Dış politika çaçaronlukla olmaz...

Başbakan Mesut Yılmaz, koltuğa oturduğu günden bu yana en ağır eleştirileri bu sütunda aldı...

Susurluk karşısındaki ağırlığı, atamalardaki hataları hep bu sütunda gündeme geldi...

Bir gün bile zaman tanımadan, Yılmaz'ı hızlı bir salvoyla eleştirdim bu sütunda...

Bugün ise övgü günü...

Türkiye'ye 1993 yılında unuttuğu bir şeyi hatırlattığı için...

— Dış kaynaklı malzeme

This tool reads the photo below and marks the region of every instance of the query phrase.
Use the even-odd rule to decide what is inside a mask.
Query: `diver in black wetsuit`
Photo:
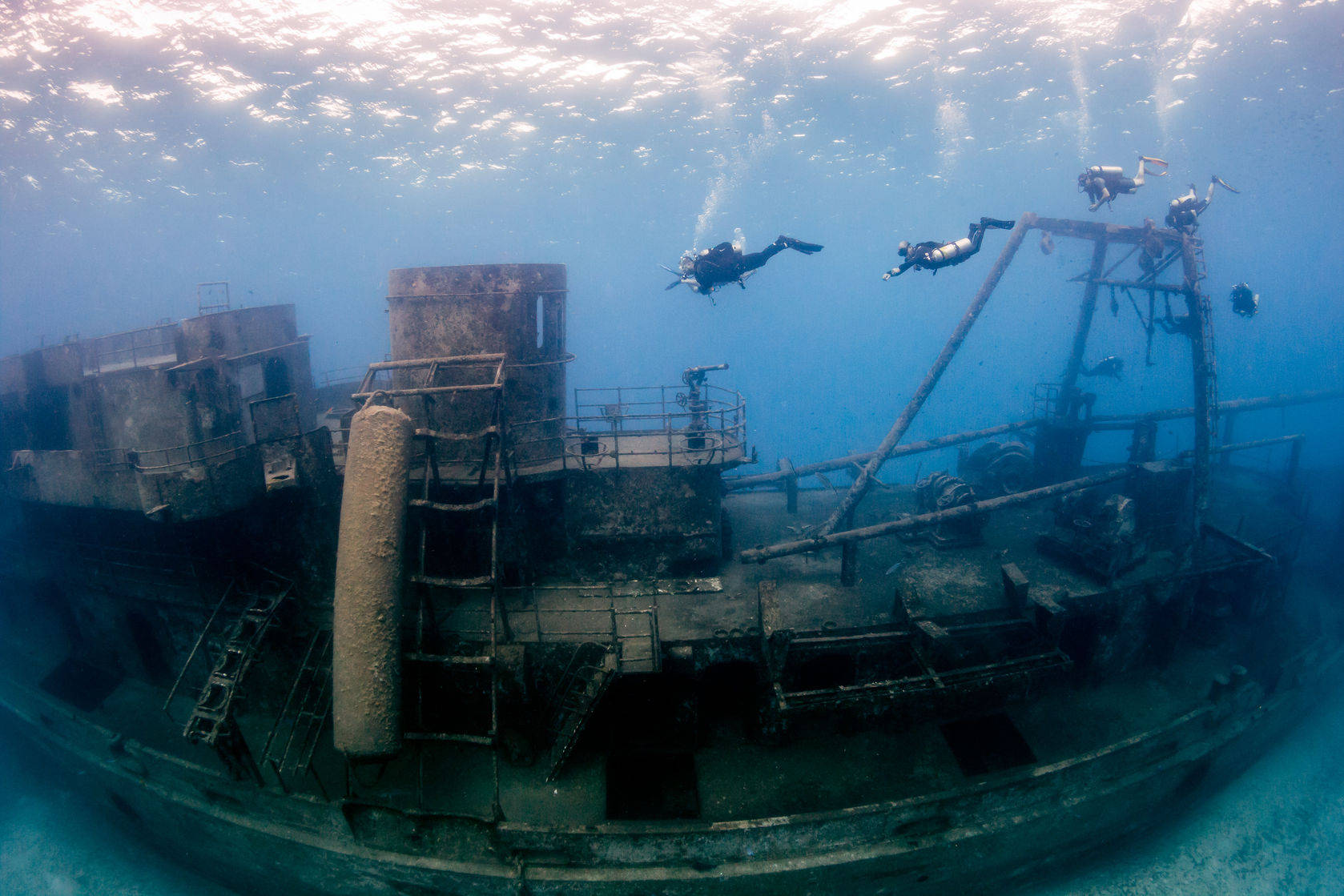
[[[1177,196],[1171,200],[1167,207],[1167,226],[1175,230],[1183,230],[1187,234],[1193,234],[1199,228],[1199,216],[1204,214],[1208,208],[1208,203],[1214,201],[1214,187],[1222,187],[1226,191],[1239,193],[1242,191],[1235,189],[1227,184],[1226,180],[1214,175],[1212,180],[1208,181],[1208,191],[1204,197],[1200,199],[1195,193],[1195,184],[1189,185],[1189,192],[1184,196]]]
[[[905,255],[906,261],[900,262],[899,267],[892,267],[883,274],[882,279],[899,277],[911,267],[915,270],[931,270],[934,275],[937,275],[938,269],[960,265],[978,253],[980,240],[985,238],[985,231],[988,228],[997,227],[1000,230],[1012,230],[1013,224],[1016,224],[1016,222],[999,220],[997,218],[981,218],[978,224],[970,226],[970,230],[962,239],[950,243],[925,242],[911,246],[910,240],[902,239],[900,247],[896,251]]]
[[[820,253],[824,247],[817,243],[805,243],[801,239],[781,235],[759,253],[745,255],[742,254],[742,250],[737,249],[732,243],[719,243],[714,249],[702,250],[699,255],[692,253],[681,255],[681,262],[677,266],[677,270],[672,271],[673,274],[677,274],[680,279],[668,283],[667,289],[673,289],[675,286],[685,283],[694,292],[704,296],[708,296],[724,283],[737,283],[742,289],[746,289],[747,285],[743,282],[746,275],[755,269],[762,267],[767,261],[782,253],[785,249],[797,250],[804,255],[813,255]],[[667,270],[672,269],[669,267]]]
[[[1093,165],[1078,175],[1078,192],[1087,193],[1087,199],[1093,200],[1087,211],[1097,211],[1121,193],[1138,192],[1138,188],[1144,185],[1144,172],[1149,164],[1161,167],[1161,171],[1149,171],[1149,175],[1167,175],[1167,163],[1152,156],[1138,157],[1138,171],[1134,172],[1133,177],[1125,177],[1120,165]]]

Yılmaz'ın Almanya seferi sonuçları ne olursa olsun büyük bir başarıdır...

Kohl gibi lafını sakınmayan ve belki de bu yüzden sevmediğimiz bir politikacıdan Yılmaz'ın duyduklarını duymak öyle kolay bir iş değildir...

Bunun nedeni Yılmaz'ın Almanca'yı anadili gibi konuşabilen bir politikacı olmasında değil elbet...

Yurtdışına çıktığında şımarık bir kız gibi değil, devlet adamı gibi davranmasında...

Müzakerinin ne olduğunu bilmesinde...

Bir şey almak için bir şey vermek gerektiği yolundaki değişmez dış politika kuralını hatırından çıkarmamasında...

Avrupa Birliği konusunda zararın bir yerinden dönmek gerektiğini anlayıp, bunu açık bir biçimde müzakere masasına yatırmasında...

Yılmaz'ın Batı dünyasına yaptığı bu ilk gezi ciddi ve somut bir başarıdır aslında...

Türkiye'ye, hakkı olduğu halde kaybettiklerini kazandırma seferidir...

Bu sefer gösteriyor ki, dış politika bazılarının yaptığı gibi Batı liderlerinin karşısına geçip, çaçaron bir edayla konuşmak, tehdit savurmak değildir...

Zarif bir yabancı devlet başkanına el öptürmekten paye çıkarmak hiç değildir...

Dış politika, ağırlığı hissetmek ve hissettirmektir...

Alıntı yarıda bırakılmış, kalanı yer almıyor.